3. Why Are the Variables Selected Appropriate?
Because we use terms such as independent and dependent variable, and we make statements about the results such as the “change in this value is associated with a change in that value”, and there is an underlying human tendency to create cause and effect explanations even when there are not any, we can be vulnerable to associating meaning to the analysis when we should not.
There is an old saying in analysis that “correlation is not causation”. For example, let’s consider having a cough and a stuffy nose. If we regress one of these factors on another we will likely get very good regression statistics. Yet, did our cough cause our stuffy nose? Did our stuffy nose cause our cough? In all likelihood the
cause is a variable not part of our analysis – a cold or flu virus!
What Causes What?
Figure O shows the results of our original Figure A regression compared to the results when the data is “flipped” – in other words what used to be X is now Y, and what is Y is now X. The values for the estimates are slightly different, but the r-squared and F statistics are exactly the same and indicate high probability.
So, does X cause Y, or does Y cause X? Both are plausible solutions. Determining the circumstances under which we can determine causation is a qualitative judgment, and likely one that should be reviewed.
4. Are Variables Measuring What We Want Them To?
Given that access to data is sometimes difficult, there is a temptation to use the data that is provided. However, depending on what we hope to learn from our analysis it might not be in the best format…or it might not be appropriate at all!
There are times when we want to understand the changes in things.

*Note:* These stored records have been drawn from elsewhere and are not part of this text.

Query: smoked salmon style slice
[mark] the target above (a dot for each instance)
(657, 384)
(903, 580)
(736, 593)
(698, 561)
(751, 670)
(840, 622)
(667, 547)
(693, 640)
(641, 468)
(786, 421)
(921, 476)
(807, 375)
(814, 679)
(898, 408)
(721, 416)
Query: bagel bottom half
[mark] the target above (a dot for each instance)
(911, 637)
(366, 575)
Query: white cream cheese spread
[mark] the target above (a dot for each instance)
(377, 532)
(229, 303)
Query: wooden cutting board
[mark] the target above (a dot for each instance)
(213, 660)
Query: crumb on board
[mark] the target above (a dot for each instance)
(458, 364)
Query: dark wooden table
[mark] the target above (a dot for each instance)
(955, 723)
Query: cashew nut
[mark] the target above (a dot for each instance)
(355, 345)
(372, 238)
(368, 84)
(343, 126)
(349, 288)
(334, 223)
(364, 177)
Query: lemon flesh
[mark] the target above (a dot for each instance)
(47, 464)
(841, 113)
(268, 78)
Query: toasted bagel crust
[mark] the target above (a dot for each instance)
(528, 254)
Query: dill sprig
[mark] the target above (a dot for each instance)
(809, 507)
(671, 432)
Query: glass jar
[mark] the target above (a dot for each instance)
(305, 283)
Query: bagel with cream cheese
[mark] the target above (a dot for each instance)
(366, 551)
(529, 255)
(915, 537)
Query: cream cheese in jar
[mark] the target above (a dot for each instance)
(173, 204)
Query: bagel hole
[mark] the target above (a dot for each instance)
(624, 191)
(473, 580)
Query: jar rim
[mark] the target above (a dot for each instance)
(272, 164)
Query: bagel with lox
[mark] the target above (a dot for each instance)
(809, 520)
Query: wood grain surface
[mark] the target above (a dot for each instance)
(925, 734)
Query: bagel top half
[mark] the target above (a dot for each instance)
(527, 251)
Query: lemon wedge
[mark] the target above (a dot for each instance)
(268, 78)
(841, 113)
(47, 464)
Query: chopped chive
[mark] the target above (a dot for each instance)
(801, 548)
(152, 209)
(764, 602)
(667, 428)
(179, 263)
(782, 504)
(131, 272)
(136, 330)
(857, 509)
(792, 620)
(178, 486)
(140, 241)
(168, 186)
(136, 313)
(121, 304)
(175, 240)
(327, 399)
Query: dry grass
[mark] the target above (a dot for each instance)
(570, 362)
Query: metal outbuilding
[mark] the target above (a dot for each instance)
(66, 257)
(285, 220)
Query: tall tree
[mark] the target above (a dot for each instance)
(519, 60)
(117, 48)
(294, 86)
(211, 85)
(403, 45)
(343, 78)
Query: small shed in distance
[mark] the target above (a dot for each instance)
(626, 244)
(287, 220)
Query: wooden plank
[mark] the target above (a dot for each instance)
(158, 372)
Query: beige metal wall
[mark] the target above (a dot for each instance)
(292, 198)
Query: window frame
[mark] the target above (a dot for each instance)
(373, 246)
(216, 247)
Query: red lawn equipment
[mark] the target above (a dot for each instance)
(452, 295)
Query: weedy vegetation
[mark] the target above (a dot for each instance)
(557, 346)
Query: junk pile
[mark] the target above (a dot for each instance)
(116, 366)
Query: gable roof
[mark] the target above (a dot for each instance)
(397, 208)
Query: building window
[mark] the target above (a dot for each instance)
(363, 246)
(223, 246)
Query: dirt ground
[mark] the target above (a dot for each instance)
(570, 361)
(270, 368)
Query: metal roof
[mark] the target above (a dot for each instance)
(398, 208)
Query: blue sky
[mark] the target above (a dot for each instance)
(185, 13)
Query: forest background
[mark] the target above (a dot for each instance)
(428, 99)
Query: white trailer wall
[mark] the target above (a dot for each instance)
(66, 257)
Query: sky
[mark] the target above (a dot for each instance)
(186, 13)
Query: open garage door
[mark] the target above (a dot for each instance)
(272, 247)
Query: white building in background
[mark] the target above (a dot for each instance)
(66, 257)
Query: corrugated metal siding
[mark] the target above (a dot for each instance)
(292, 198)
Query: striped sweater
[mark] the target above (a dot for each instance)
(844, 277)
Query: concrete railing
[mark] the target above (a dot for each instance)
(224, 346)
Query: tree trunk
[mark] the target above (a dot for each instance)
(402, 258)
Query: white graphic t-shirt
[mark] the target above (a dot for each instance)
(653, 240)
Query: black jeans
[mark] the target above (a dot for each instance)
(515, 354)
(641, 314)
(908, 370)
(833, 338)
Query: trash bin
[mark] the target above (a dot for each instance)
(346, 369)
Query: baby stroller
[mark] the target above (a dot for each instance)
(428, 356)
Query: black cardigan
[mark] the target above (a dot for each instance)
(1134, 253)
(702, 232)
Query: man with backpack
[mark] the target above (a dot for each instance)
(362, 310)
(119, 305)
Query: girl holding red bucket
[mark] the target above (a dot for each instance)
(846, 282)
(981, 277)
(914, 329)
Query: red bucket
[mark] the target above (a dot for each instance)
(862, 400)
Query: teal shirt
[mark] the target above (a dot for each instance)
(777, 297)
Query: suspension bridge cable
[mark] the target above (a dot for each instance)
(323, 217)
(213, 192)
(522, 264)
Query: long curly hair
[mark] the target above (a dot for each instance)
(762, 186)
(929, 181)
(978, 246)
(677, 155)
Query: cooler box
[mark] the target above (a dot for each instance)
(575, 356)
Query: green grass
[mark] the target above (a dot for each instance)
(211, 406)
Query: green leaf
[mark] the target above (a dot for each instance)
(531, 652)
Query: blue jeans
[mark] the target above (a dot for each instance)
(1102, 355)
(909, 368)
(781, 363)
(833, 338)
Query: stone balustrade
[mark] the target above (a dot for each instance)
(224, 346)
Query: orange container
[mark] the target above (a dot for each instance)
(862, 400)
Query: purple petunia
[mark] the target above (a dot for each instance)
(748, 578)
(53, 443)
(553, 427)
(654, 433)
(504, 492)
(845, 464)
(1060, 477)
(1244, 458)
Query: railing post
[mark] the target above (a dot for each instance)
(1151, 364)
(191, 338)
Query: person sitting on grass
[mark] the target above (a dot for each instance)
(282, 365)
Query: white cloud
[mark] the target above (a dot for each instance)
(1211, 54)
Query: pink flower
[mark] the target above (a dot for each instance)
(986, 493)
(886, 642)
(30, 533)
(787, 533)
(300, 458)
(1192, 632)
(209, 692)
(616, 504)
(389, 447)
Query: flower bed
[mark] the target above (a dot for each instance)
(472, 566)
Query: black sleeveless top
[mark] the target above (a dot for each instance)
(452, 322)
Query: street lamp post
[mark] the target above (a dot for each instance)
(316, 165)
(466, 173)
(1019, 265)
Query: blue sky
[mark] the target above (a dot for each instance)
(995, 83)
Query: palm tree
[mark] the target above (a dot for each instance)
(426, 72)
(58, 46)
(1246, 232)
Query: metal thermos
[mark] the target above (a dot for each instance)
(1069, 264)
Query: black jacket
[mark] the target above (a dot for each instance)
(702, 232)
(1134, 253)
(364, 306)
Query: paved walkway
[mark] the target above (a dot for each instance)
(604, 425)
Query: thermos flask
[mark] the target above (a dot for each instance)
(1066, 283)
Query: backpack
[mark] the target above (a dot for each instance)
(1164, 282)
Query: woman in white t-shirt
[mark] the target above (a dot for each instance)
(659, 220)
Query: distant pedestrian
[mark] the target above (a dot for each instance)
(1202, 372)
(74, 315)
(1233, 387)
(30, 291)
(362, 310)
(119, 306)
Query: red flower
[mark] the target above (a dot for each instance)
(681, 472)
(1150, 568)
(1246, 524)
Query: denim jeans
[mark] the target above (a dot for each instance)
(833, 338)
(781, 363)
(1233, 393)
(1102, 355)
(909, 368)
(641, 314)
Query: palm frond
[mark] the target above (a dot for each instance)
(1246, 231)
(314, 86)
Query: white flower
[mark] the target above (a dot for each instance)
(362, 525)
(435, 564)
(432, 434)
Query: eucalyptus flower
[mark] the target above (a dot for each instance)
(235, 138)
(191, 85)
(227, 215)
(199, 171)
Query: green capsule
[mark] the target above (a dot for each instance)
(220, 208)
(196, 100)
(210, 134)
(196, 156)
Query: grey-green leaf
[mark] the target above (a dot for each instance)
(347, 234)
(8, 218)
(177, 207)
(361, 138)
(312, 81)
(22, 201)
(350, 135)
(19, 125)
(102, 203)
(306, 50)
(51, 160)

For example, we need to construct a hedge ratio for a particular risk we wish to mitigate. In this case it is the changes that we need to protect against. If corn is $2 or if it is $6, if it moves by 30 cents I want my hedge instrument to move in likewise fashion.
So to examine how this can impact things, I took the original data set and converted it to percentage changes. This means that if the original set had X at 25 and Y at 40, and the next X value was at 30 and the next Y value at 42, then the transformed
data set would be X = 20% ((30-25)/25) and Y= 5% ((42-40)/40).
Figure P shows how this change in data dramatically impacts our results. From a relatively high r-square in the 70’s we go to one close to 0, essentially no relationship between the movement of X and the movement of Y!
And all due to simply transforming the existing data.
Regression analysis is comprised of a series of equation and assumptions. It can be used to generate extremely useful and valuable insights, but those who are going to rely on this output to support important decisions need to dig into the results in order to determine whether the analysis is in fact reliable or not.
· What questions would you recommend someone ask when presented with the output of a regression analysis?